Il faut aussi reconnaître que sa gorge généreuse recouverte de perles cache un cœur sensible. Le charisme d’un vieux chien de mer du capitaine Haddock fait naître en elle des émotions de jeunesse. Un penchant très peu réciproque, le marin le craignant bien plus qu’une flotte de pirates sanguinaires !

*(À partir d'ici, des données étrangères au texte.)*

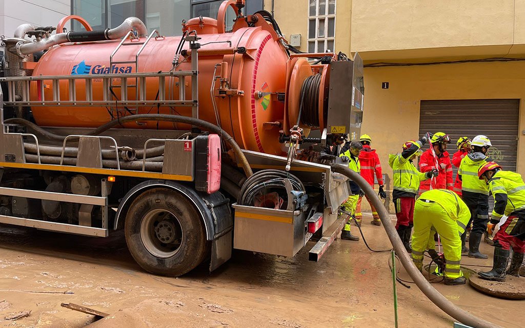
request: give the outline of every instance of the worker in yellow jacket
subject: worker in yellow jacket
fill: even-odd
[[[478,175],[494,196],[494,209],[489,225],[491,235],[494,226],[504,216],[507,217],[494,236],[492,269],[478,274],[484,279],[497,281],[505,281],[507,274],[519,277],[525,253],[525,183],[520,174],[503,171],[494,162],[480,167]],[[511,247],[514,253],[507,270]]]
[[[359,154],[361,153],[363,149],[363,145],[358,141],[352,141],[346,143],[339,157],[341,158],[343,162],[348,163],[348,168],[352,171],[361,173],[361,163],[359,163]],[[359,194],[361,193],[361,188],[356,183],[349,181],[350,186],[350,195],[346,199],[346,201],[343,204],[343,208],[344,211],[351,215],[348,218],[348,221],[344,225],[343,230],[341,233],[341,239],[345,240],[352,240],[356,241],[359,240],[359,237],[353,236],[350,232],[350,224],[352,223],[352,219],[355,215],[355,207],[357,206],[358,200],[359,199]]]
[[[445,255],[445,284],[463,284],[466,279],[460,269],[461,235],[470,219],[467,204],[453,191],[434,189],[425,192],[416,201],[414,209],[412,260],[421,271],[423,255],[428,250],[430,257],[438,265],[434,236],[441,237]]]
[[[486,259],[488,256],[479,251],[479,243],[489,221],[489,191],[487,184],[478,178],[478,170],[490,161],[487,153],[492,144],[488,137],[480,135],[474,137],[470,144],[472,152],[463,157],[458,168],[458,175],[461,180],[462,198],[470,209],[472,225],[469,237],[468,257]]]

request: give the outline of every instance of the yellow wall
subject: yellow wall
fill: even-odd
[[[249,0],[248,0],[249,1]],[[287,40],[290,34],[301,35],[302,51],[308,49],[308,0],[274,0],[274,12]],[[335,50],[350,55],[351,0],[337,0],[335,9]],[[271,12],[271,0],[265,0],[265,10]]]
[[[519,99],[517,171],[525,176],[525,62],[492,62],[365,69],[362,133],[370,134],[384,173],[392,177],[388,154],[398,152],[419,133],[422,100]],[[381,89],[381,82],[390,82]],[[460,113],[458,113],[460,115]],[[468,124],[468,118],[465,118]],[[435,132],[435,131],[431,131]],[[490,136],[488,136],[490,138]],[[494,145],[497,146],[497,145]]]

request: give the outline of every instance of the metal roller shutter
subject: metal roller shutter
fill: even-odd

Tyrannique avec sa femme de chambre Irma ou son pianiste Wagner, la soprano au vibrato terrifiant est une femme déterminée, qui trace sa route dans un monde masculin : presque le seul personnage du sexe dit faible à s’imposer dans l’univers Tintinesque. Diva d’âge moyen, elle appartient au monde d’hier ; mais femme forte, elle invite, de manière comique, à franchir le seuil d’une ère nouvelle, comme l’analyse si finement Benoît Peeters dans sa biographie d’Hergé (2).

Ridicule ou sublime ?

Bien sûr, le Faust de Gounod et, particulièrement, l’air des joyaux, que toute soprano devait inscrire à son répertoire à l’époque d’Hergé, en prennent un coup, cristallisant les excès de l’opéra, rappelant combien la frontière est ténue entre le sublime et le grotesque .

Avec presque un demi-soupir, le rire de Marguerite ravit ou exaspère. La Castafiore incarne ainsi, pour notre plus grande joie, les paradoxes d’un genre musical critiqué pour ses bizarreries et ses exubérances. Mais qu’on adore pour ces mêmes bizarreries et ces mêmes exubérances.